Cortisol is a steroid hormone produced by the adrenal glands, commonly referred to as the "stress hormone" because it is released in elevated amounts during periods of physical or psychological stress. However, cortisol is not inherently harmful — it plays essential roles in metabolism, immune regulation, blood sugar control, and the body's natural wake-sleep cycle. Problems arise when cortisol is chronically elevated beyond its normal rhythmic pattern.

Cortisol's normal daily rhythm

Cortisol follows a distinct circadian pattern in healthy individuals:

  • Morning peak — Cortisol surges within the first 30-45 minutes after waking (the cortisol awakening response, or CAR). This peak promotes alertness, mobilises energy, and prepares the body for the day's demands.
  • Gradual decline — Throughout the day, cortisol levels progressively decrease.
  • Evening low — Cortisol reaches its lowest point in the late evening, allowing melatonin to rise and the body to transition into sleep.

This rhythm is critical for healthy functioning. When it is preserved, you feel alert in the morning, sustain energy through the day, and wind down naturally at night.

Cortisol and exercise

Exercise is a deliberate cortisol stressor. During a workout, cortisol rises to mobilise energy, manage inflammation, and support physical performance. After exercise, cortisol should return to baseline — a process that is supported by adequate nutrition, hydration, and rest.

The relationship between exercise and cortisol depends on the type and duration of training:

  • Moderate exercise — Produces a manageable cortisol response that returns to baseline within hours. This is healthy and adaptive.
  • High-intensity or prolonged exercise — Produces a larger and longer-lasting cortisol spike. Recovery becomes more important.
  • Overtraining — Repeated high-cortisol training sessions without adequate recovery can lead to chronically elevated cortisol, which impairs recovery, suppresses immune function, disrupts sleep, promotes fat storage (particularly abdominal fat), and breaks down muscle tissue.

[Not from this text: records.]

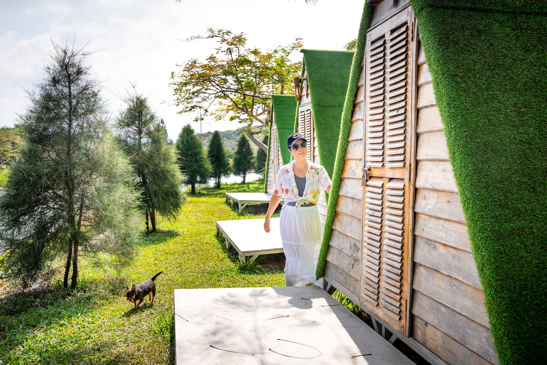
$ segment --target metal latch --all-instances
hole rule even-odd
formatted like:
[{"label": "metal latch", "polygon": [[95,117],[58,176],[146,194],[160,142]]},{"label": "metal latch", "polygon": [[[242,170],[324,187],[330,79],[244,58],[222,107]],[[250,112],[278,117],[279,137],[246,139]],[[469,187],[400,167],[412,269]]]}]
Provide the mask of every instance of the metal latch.
[{"label": "metal latch", "polygon": [[370,177],[370,166],[367,166],[366,164],[365,164],[365,166],[361,170],[363,170],[363,179],[361,180],[361,185],[364,186],[366,184],[366,181]]}]

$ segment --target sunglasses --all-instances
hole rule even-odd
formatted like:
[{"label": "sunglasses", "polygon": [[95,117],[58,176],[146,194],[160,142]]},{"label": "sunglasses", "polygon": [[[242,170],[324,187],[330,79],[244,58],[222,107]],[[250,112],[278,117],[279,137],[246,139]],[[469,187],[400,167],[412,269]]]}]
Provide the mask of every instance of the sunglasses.
[{"label": "sunglasses", "polygon": [[303,142],[300,144],[300,146],[299,146],[298,143],[295,143],[294,144],[293,144],[293,149],[294,149],[294,150],[296,150],[300,147],[302,147],[302,148],[305,148],[307,147],[307,142]]}]

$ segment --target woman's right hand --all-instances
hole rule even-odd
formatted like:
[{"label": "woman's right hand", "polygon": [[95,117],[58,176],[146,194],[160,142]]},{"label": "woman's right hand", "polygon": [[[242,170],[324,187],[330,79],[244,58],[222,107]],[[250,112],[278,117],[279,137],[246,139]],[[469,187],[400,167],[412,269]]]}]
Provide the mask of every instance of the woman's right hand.
[{"label": "woman's right hand", "polygon": [[264,219],[264,230],[266,233],[270,233],[270,218],[267,217]]}]

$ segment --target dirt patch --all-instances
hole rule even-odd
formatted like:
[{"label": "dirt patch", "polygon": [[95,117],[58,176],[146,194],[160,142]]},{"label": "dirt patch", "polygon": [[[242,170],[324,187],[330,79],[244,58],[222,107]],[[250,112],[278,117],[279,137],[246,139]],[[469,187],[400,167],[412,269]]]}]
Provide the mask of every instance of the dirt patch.
[{"label": "dirt patch", "polygon": [[283,270],[285,268],[285,255],[274,253],[264,256],[264,259],[259,261],[258,264],[266,270]]}]

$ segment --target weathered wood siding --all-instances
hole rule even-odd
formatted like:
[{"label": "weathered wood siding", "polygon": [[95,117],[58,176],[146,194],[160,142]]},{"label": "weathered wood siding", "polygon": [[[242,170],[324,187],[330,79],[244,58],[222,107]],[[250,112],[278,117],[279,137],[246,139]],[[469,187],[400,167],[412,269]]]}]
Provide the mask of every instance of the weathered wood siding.
[{"label": "weathered wood siding", "polygon": [[326,280],[356,303],[359,303],[363,232],[365,73],[362,65],[361,70],[325,266]]},{"label": "weathered wood siding", "polygon": [[272,133],[270,137],[270,157],[268,159],[268,176],[266,180],[266,193],[273,194],[276,179],[279,168],[283,165],[281,152],[280,150],[279,139],[277,137],[277,128],[275,124],[275,116],[272,121]]},{"label": "weathered wood siding", "polygon": [[431,74],[418,49],[411,337],[449,364],[497,363]]}]

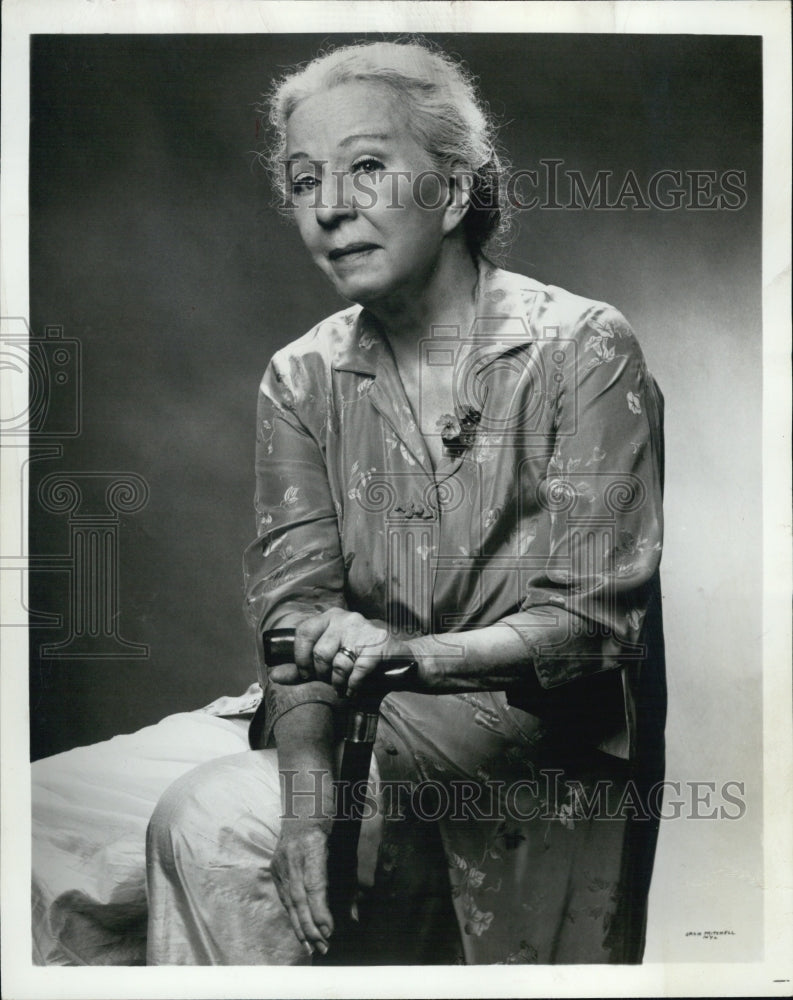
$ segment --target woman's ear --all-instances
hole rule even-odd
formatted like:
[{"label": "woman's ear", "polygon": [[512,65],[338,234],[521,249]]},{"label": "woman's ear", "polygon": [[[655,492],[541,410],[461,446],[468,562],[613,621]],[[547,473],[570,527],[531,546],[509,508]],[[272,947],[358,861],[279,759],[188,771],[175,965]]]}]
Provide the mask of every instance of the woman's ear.
[{"label": "woman's ear", "polygon": [[455,170],[449,176],[449,194],[446,201],[444,229],[450,233],[459,226],[463,216],[471,206],[471,191],[474,186],[474,175],[470,170]]}]

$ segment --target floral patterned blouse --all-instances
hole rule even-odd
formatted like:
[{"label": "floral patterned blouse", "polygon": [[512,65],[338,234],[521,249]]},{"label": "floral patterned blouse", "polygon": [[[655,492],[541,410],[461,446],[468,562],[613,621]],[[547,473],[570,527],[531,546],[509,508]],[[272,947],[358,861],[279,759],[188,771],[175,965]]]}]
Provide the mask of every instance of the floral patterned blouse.
[{"label": "floral patterned blouse", "polygon": [[[592,741],[629,757],[656,641],[644,626],[658,599],[661,394],[609,305],[483,263],[476,317],[420,345],[423,365],[454,368],[455,412],[436,427],[360,306],[276,352],[259,392],[247,614],[257,635],[331,606],[405,636],[510,616],[549,704],[572,681],[616,679],[618,722]],[[430,433],[445,443],[437,469]],[[260,675],[268,733],[300,702],[336,702],[324,683]]]}]

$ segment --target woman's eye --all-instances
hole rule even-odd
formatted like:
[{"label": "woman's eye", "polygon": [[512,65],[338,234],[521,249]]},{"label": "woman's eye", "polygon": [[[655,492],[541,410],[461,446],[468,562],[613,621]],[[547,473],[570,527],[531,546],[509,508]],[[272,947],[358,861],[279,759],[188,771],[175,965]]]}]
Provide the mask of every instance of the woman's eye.
[{"label": "woman's eye", "polygon": [[362,156],[353,163],[352,169],[353,173],[376,174],[384,169],[384,164],[376,156]]},{"label": "woman's eye", "polygon": [[301,174],[292,179],[292,193],[306,194],[313,191],[317,184],[319,184],[319,180],[316,177],[311,174]]}]

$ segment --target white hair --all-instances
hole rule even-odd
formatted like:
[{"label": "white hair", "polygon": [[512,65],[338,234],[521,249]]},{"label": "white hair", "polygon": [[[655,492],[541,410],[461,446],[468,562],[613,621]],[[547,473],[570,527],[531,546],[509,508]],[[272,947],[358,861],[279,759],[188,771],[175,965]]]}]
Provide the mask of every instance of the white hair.
[{"label": "white hair", "polygon": [[278,80],[267,99],[273,141],[264,159],[283,194],[286,127],[305,98],[350,81],[390,87],[407,108],[408,127],[433,161],[449,176],[472,177],[463,228],[471,253],[482,255],[509,220],[501,197],[506,163],[496,149],[492,116],[463,64],[426,39],[359,42],[323,53]]}]

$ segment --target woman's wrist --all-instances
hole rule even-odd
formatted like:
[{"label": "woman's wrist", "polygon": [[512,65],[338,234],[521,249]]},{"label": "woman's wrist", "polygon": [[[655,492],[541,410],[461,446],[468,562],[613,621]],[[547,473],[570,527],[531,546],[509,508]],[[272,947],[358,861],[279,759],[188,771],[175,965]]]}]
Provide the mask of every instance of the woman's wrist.
[{"label": "woman's wrist", "polygon": [[405,645],[418,664],[416,689],[423,694],[438,693],[443,687],[443,675],[435,636],[420,635],[406,640]]}]

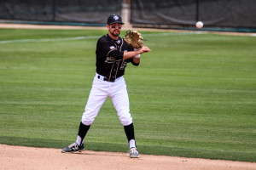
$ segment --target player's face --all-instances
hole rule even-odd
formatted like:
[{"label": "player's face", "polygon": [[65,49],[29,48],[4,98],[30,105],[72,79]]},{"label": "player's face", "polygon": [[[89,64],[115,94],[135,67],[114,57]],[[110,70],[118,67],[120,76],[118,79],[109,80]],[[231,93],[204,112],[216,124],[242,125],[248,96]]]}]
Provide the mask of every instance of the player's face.
[{"label": "player's face", "polygon": [[109,26],[108,31],[113,37],[119,37],[122,29],[121,24],[112,24]]}]

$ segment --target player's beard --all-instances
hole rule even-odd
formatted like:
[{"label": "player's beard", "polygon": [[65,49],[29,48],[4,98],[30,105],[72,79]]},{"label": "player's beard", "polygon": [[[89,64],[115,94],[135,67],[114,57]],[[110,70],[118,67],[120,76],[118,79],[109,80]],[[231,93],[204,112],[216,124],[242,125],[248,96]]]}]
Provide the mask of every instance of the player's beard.
[{"label": "player's beard", "polygon": [[113,31],[109,31],[109,32],[113,37],[119,37],[119,34],[120,34],[120,31],[119,31],[118,29],[115,29]]}]

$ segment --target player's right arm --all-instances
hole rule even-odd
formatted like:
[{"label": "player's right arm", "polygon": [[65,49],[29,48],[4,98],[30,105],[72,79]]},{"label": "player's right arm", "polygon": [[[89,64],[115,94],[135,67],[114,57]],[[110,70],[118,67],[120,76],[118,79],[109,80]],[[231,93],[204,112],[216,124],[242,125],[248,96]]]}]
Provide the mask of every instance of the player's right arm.
[{"label": "player's right arm", "polygon": [[125,52],[124,52],[123,59],[124,60],[130,59],[130,58],[132,58],[136,55],[138,55],[138,54],[143,54],[143,53],[148,53],[149,51],[151,51],[151,50],[149,49],[149,48],[148,48],[146,46],[142,47],[137,51],[125,51]]}]

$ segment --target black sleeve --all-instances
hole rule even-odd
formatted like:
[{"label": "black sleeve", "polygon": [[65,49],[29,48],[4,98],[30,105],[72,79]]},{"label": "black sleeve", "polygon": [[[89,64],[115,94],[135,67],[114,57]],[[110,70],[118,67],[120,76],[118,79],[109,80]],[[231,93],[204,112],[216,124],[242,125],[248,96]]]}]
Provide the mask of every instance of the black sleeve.
[{"label": "black sleeve", "polygon": [[115,45],[111,42],[99,40],[98,46],[101,47],[101,51],[107,57],[113,57],[115,60],[122,60],[124,52],[119,52]]}]

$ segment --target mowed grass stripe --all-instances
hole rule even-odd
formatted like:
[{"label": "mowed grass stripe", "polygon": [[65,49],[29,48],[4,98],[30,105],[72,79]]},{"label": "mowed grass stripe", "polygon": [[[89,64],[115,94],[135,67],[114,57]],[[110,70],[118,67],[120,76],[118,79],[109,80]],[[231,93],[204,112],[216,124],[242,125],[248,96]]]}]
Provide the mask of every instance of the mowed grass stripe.
[{"label": "mowed grass stripe", "polygon": [[[0,40],[105,33],[1,29]],[[255,37],[143,34],[152,52],[125,75],[140,153],[256,162]],[[0,44],[0,143],[61,149],[75,140],[96,71],[96,40]],[[85,147],[127,151],[111,99]]]}]

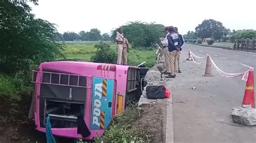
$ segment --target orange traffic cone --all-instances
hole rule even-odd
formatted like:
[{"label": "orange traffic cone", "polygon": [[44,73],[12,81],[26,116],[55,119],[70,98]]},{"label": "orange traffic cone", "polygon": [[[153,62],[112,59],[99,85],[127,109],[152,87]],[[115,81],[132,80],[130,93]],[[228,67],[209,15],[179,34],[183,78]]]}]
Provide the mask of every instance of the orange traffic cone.
[{"label": "orange traffic cone", "polygon": [[242,105],[251,105],[255,108],[254,104],[254,81],[253,78],[253,70],[251,69],[248,75],[246,87]]},{"label": "orange traffic cone", "polygon": [[205,72],[204,76],[214,76],[212,73],[212,65],[211,64],[211,60],[210,58],[210,55],[207,55],[206,66],[206,68],[205,68]]},{"label": "orange traffic cone", "polygon": [[193,60],[191,57],[191,55],[190,54],[190,49],[188,49],[188,58],[187,58],[187,61],[192,61]]}]

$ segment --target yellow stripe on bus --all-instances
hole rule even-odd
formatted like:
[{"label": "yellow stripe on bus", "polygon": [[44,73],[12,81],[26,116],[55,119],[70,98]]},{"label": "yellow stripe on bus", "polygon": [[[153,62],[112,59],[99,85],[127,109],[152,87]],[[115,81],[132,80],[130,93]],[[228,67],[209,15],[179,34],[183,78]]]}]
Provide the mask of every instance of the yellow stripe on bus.
[{"label": "yellow stripe on bus", "polygon": [[248,86],[245,87],[245,90],[253,90],[254,89],[254,86]]}]

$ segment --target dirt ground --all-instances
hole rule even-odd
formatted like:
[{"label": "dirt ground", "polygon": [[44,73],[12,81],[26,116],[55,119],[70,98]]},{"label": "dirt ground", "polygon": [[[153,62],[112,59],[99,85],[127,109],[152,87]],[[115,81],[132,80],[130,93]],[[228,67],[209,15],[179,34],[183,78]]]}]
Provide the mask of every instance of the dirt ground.
[{"label": "dirt ground", "polygon": [[166,100],[143,105],[139,111],[139,126],[147,130],[150,142],[165,142]]},{"label": "dirt ground", "polygon": [[[6,117],[9,116],[10,103],[4,98],[0,99],[0,143],[46,142],[45,133],[35,130],[35,123],[25,119],[26,112],[23,113],[23,119],[10,121]],[[23,104],[26,105],[25,109],[30,103],[26,104]],[[166,99],[157,100],[155,104],[142,106],[140,110],[138,123],[136,124],[146,131],[150,142],[165,142],[166,115]],[[70,139],[56,137],[56,139],[57,142],[73,142]]]}]

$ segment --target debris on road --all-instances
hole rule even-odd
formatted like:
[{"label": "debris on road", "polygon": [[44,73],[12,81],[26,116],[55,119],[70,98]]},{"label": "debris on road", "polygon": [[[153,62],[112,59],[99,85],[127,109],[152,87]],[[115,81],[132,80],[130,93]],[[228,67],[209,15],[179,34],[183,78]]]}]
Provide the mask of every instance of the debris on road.
[{"label": "debris on road", "polygon": [[185,101],[177,101],[177,103],[187,103]]},{"label": "debris on road", "polygon": [[235,107],[231,110],[231,117],[234,122],[247,126],[256,125],[256,109],[251,105]]}]

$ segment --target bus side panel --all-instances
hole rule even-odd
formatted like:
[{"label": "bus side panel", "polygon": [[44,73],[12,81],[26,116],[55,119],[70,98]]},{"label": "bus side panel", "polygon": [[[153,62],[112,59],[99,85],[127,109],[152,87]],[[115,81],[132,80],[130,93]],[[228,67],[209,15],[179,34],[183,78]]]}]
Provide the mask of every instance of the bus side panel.
[{"label": "bus side panel", "polygon": [[91,128],[105,129],[110,123],[114,92],[114,80],[93,77]]}]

Chronic cortisol elevation

When cortisol remains elevated beyond its normal rhythm — due to chronic stress, sleep deprivation, excessive training, or poor nutrition — the consequences are wide-ranging:

  • Impaired recovery — Elevated cortisol is catabolic, meaning it promotes tissue breakdown rather than repair.
  • Sleep disruption — High evening cortisol interferes with melatonin and makes it difficult to fall asleep or achieve quality deep sleep.
  • Immune suppression — Chronic cortisol exposure weakens the immune response, increasing susceptibility to illness.
  • Metabolic effects — Elevated cortisol promotes insulin resistance, increases appetite, and favours fat storage in the abdominal area.
  • Mood and cognition — Chronic cortisol elevation is associated with anxiety, irritability, brain fog, and difficulty concentrating.

How cortisol shows up in wearable data

While wearables like Penng do not measure cortisol directly, its effects are clearly visible in the metrics that Penng does track. Chronically elevated cortisol typically manifests as:

  • Suppressed HRV
  • Elevated resting heart rate
  • Reduced deep sleep
  • Lower recovery scores

Monitoring these trends helps you identify when life stress, training load, or lifestyle factors may be pushing your cortisol levels beyond a healthy range — giving you the signal to adjust before the consequences compound.